A US national who contracted Ebola in the Democratic Republic of the Congo has arrived in Germany for treatment, the health ministry in Berlin said on Monday, weeks after another American infected with Ebola in the DRC was treated in Berlin.
Meanwhile, the Trump administration on Monday said it was blocking American citizens in the DRC from travelling to the US on commercial flights, Reuters reported, citing a White House official.
The new American patient landed in Frankfurt overnight and was transferred to the city’s university hospital, according to the German health ministry.
The head of the World Health Organisation (WHO) said the man was a “humanitarian worker” who had been in Bunia, the capital of the north-eastern Ituri province of the DRC.
Ituri is the centre of an Ebola outbreak that the DRC declared in mid-May.

The WHO had provided the infected man with “clinical care and close monitoring”, the WHO director-general, Tedros Adhanom Ghebreyesus, said on X.
“The patient has been safely transferred to Germany for continued follow-up care,” he added.
An official working for the Christian aid group Samaritan’s Purse confirmed to Reuters that the patient, in his 60s, was a full-time employee of the organisation working as a warehouse manager in the DRC.
The DRC’s ongoing outbreak is caused by the Bundibugyo strain of the virus – for which there is no vaccine or cure.
More than 1,900 confirmed cases
There have been more than 1,900 confirmed cases in the outbreak and more than 700 confirmed deaths, according to the WHO.

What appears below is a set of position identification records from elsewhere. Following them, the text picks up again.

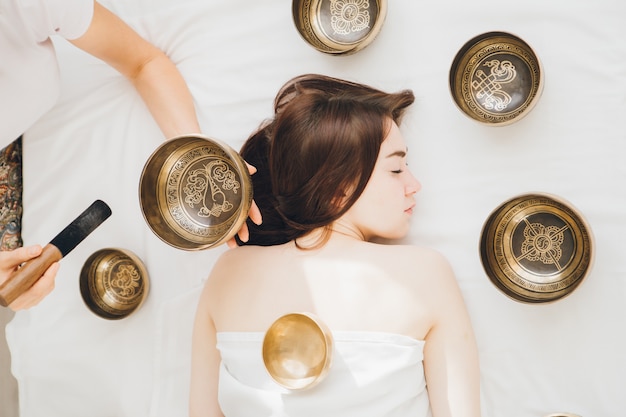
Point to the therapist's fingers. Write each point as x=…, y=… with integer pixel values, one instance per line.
x=38, y=291
x=243, y=234
x=9, y=260
x=255, y=214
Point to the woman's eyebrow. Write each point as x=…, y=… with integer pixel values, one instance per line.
x=401, y=154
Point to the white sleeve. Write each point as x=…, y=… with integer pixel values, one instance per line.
x=67, y=18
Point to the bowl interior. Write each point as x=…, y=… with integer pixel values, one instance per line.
x=195, y=192
x=339, y=27
x=113, y=283
x=496, y=78
x=297, y=351
x=536, y=248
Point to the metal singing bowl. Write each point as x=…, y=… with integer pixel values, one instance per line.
x=297, y=351
x=339, y=26
x=195, y=192
x=496, y=78
x=536, y=248
x=113, y=283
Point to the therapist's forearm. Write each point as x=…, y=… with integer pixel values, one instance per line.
x=167, y=97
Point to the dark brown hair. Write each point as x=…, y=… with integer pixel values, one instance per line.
x=315, y=157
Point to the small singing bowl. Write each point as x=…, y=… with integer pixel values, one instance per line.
x=113, y=283
x=339, y=26
x=195, y=192
x=297, y=351
x=536, y=248
x=496, y=78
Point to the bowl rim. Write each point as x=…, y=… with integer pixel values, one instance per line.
x=517, y=290
x=301, y=9
x=463, y=54
x=86, y=277
x=328, y=342
x=163, y=225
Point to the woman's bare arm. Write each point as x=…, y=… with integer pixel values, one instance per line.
x=153, y=74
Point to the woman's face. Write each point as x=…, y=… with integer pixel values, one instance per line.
x=384, y=209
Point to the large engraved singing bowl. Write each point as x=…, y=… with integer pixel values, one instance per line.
x=339, y=26
x=536, y=248
x=297, y=351
x=496, y=78
x=195, y=192
x=113, y=283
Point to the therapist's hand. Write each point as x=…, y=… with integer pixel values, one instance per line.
x=254, y=214
x=11, y=260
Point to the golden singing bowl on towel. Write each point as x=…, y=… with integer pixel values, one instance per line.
x=297, y=351
x=195, y=192
x=496, y=78
x=339, y=26
x=536, y=248
x=113, y=283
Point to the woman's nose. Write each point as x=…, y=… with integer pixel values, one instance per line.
x=413, y=185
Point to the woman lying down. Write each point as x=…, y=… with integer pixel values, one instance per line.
x=332, y=176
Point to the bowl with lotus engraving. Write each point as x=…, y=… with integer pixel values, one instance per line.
x=114, y=283
x=339, y=26
x=297, y=351
x=496, y=78
x=536, y=248
x=195, y=192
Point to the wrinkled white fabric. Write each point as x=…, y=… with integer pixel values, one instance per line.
x=371, y=375
x=29, y=73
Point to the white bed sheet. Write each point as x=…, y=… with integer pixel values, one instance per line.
x=235, y=54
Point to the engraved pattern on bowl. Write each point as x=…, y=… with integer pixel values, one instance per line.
x=113, y=283
x=339, y=26
x=195, y=192
x=496, y=78
x=536, y=248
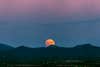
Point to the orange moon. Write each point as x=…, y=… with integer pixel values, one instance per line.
x=49, y=42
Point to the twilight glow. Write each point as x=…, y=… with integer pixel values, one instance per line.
x=68, y=22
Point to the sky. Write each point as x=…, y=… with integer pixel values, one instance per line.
x=31, y=22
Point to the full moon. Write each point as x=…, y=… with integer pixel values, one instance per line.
x=49, y=42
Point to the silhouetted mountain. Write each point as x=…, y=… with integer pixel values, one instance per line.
x=86, y=46
x=23, y=53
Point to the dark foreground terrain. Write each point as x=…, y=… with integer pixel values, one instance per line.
x=85, y=55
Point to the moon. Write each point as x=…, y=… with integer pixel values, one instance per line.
x=49, y=42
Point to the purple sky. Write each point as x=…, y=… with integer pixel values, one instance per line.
x=69, y=22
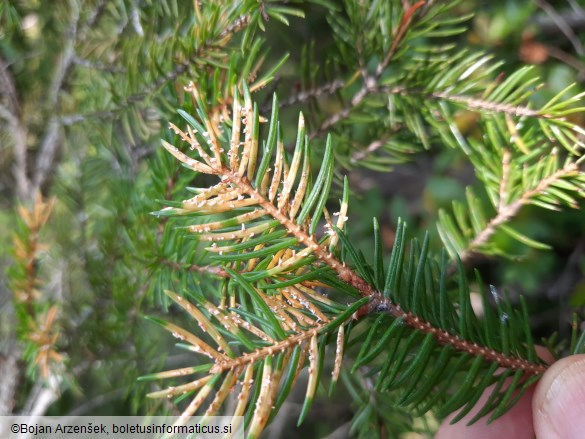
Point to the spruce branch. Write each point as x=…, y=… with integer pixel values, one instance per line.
x=268, y=247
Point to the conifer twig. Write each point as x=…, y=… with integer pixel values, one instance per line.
x=507, y=211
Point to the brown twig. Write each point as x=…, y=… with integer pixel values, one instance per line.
x=505, y=212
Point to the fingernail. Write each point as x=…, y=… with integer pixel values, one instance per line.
x=563, y=405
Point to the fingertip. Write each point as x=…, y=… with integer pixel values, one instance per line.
x=559, y=400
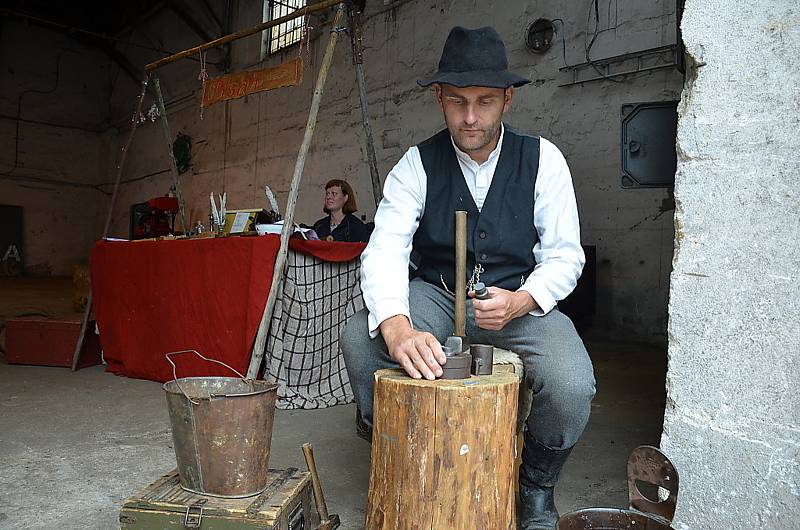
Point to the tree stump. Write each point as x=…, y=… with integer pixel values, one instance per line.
x=443, y=453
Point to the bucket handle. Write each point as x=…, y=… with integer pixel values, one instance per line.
x=175, y=374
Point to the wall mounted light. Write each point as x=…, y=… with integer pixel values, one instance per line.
x=540, y=35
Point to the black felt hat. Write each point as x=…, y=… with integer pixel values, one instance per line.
x=474, y=57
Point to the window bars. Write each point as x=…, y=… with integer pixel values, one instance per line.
x=286, y=34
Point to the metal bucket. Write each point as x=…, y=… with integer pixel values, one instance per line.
x=647, y=466
x=221, y=430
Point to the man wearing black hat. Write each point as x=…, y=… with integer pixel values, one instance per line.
x=523, y=241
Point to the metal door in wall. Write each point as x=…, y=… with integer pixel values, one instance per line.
x=12, y=256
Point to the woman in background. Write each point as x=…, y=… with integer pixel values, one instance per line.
x=340, y=224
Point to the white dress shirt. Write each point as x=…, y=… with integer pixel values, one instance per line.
x=558, y=253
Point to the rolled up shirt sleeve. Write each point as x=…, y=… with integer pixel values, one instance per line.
x=384, y=263
x=558, y=253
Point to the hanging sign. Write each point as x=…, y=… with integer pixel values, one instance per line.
x=239, y=85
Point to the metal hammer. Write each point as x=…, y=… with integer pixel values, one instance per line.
x=326, y=522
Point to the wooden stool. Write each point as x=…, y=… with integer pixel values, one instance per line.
x=443, y=453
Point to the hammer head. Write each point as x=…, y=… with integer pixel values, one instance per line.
x=454, y=345
x=331, y=524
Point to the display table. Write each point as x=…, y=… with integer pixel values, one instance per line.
x=155, y=297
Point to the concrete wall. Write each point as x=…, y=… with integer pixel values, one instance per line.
x=53, y=147
x=243, y=144
x=732, y=423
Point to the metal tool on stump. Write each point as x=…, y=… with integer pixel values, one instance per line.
x=456, y=347
x=326, y=522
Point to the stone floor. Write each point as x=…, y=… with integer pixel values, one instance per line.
x=73, y=446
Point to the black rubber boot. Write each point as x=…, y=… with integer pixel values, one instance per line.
x=363, y=430
x=538, y=475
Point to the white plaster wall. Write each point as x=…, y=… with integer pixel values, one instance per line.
x=62, y=148
x=732, y=424
x=243, y=144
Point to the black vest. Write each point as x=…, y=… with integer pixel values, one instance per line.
x=500, y=237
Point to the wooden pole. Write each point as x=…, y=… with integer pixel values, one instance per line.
x=288, y=221
x=134, y=123
x=321, y=6
x=356, y=38
x=461, y=275
x=172, y=165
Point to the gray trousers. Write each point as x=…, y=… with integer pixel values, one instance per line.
x=557, y=367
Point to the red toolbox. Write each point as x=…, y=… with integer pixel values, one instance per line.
x=50, y=341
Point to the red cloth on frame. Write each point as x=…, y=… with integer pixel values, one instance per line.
x=154, y=297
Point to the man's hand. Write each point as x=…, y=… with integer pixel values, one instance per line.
x=501, y=308
x=418, y=352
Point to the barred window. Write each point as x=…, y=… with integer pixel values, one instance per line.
x=283, y=35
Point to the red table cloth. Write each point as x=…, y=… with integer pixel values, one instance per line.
x=155, y=297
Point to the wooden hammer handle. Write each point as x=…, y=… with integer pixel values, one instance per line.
x=319, y=499
x=461, y=275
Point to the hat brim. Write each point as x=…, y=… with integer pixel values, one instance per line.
x=487, y=78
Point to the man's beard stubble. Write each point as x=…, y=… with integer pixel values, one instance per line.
x=468, y=144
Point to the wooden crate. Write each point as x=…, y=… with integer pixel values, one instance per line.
x=50, y=341
x=286, y=504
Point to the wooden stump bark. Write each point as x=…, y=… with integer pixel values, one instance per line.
x=443, y=453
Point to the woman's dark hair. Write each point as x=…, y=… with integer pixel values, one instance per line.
x=350, y=205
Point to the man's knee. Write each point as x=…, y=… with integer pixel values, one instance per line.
x=354, y=334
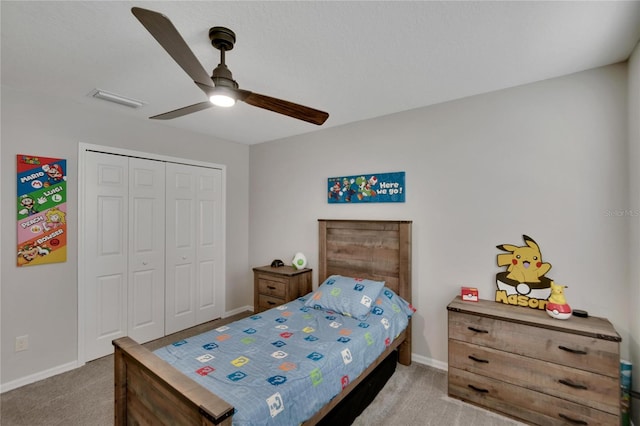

The German health ministry said the US patient represented “no danger for the general population or for other patients” in the Frankfurt hospital.
“The risk of someone infected with Ebola entering Germany is very low,” the ministry said.
It added that US authorities had requested help from Germany because of the country’s expertise in treating Ebola cases and the shorter flight time from the DRC to Germany.
Another US patient with the virus was quarantined at the end of May along with his family at Berlin’s Charité hospital. He made a recovery after two weeks of treatment.
The Trump administration’s barring Americans in the DRC from travelling to the United States on commercial flights is being done under a transportation authority known as Title 49, according to Reuters’ reporting. That will place US citizens in the DRC or those who have recently left on a “do-not-board” list until they have spent at least 21 days in a third country, Reuters reported, citing a White House official.
About two dozen Americans were set to board flights to the United States on Tuesday after having travelled to the DRC, according to the US official quoted by Reuters. Reuters reported that the US State Department would support those American citizens and others affected during the waiting period.
Ebola spreads through direct contact with bodily fluids from infected people or animals – and the often fatal viral disease causes symptoms that can include high fever, vomiting and internal and external bleeding.